Running state. A Job that is being executed by a batch worker. Differs from the RUNNING state since the Runner does not have to check its state in the queueing system.

Evolution#

If the state of a Job is not directly modified by user, the Runner will consistently update the state of each Job in a running state.

The following diagram illustrates which states transitions can be performed by the Runner on a Job. This includes the transitions to intermediate or final error states.

stateDiagram-v2 WAITING --> READY READY --> CHECKED_OUT CHECKED_OUT --> UPLOADED UPLOADED --> SUBMITTED SUBMITTED --> RUNNING RUNNING --> TERMINATED SUBMITTED --> TERMINATED TERMINATED --> DOWNLOADED DOWNLOADED --> COMPLETED DOWNLOADED --> FAILED CHECKED_OUT --> REMOTE_ERROR UPLOADED --> REMOTE_ERROR SUBMITTED --> REMOTE_ERROR RUNNING --> REMOTE_ERROR TERMINATED --> REMOTE_ERROR DOWNLOADED --> REMOTE_ERROR classDef error fill:#E62A2A,color:white classDef running fill:#2a48e6,color:white classDef success fill:#289e21,color:white classDef ready fill:#8be485 classDef wait fill:#eae433 class REMOTE_ERROR,FAILED error class CHECKED_OUT,UPLOADED,SUBMITTED,RUNNING,TERMINATED,DOWNLOADED running class COMPLETED success class READY ready class WAITING wait

Flow states#

Each Flow in the database also has a global state. This is a function of the states of each of the Jobs included in the Flow. As for the Jobs, the Flow states can change due to the action of the Runner or of the user.

Description#

The list of Flow states is simplified compared to the Job’s states, since several Job state will be grouped under a single Flow state.

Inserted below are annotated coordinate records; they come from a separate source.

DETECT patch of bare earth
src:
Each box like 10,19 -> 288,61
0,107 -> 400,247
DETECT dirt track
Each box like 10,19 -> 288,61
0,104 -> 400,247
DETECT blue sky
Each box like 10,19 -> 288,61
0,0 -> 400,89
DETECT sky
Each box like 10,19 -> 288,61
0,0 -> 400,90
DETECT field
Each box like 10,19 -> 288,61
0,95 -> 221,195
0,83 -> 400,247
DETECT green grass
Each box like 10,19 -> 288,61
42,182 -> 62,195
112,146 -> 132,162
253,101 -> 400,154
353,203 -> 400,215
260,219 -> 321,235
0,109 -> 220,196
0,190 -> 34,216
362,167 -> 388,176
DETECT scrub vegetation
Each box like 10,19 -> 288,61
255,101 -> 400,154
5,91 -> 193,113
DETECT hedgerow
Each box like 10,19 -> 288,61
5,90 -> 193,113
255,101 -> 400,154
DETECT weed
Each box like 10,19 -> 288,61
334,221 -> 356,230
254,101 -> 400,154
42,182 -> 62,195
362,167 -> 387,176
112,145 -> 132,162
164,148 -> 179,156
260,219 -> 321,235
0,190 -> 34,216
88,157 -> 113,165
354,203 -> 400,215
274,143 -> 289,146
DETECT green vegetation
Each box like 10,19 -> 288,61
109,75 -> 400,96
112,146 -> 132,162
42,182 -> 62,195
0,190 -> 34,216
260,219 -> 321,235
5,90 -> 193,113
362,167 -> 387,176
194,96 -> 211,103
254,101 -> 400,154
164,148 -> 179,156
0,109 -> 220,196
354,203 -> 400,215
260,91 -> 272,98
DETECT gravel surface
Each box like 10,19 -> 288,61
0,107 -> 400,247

The list of Flow states is defined in the jobflow_remote.jobs.state.FlowState object. Here we present a list of each state with a short description.

READY#

There is at least one Job in the READY state. No Jobs have started or have failed.

RUNNING#

At least one of the Jobs is being or has been executed. The state will not be changed if a single Job completes, but there are still other Jobs to be executed.

COMPLETED#

All the left Jobs of the Flow are in the COMPLETED state. This means that some intermediate Job may be in the FAILED state, but its children are set to not give an error in the on_missing_references of the JobConfig.

FAILED#

At least one of the Jobs failed and the Flow is not COMPLETED.

STOPPED#

At least one of the Job is in the STOPPED or the USER_STOPPED state and the flow is not in one of the previous states.

PAUSED#

At least one of the Job is in the PAUSED state and the flow is not in one of the previous states.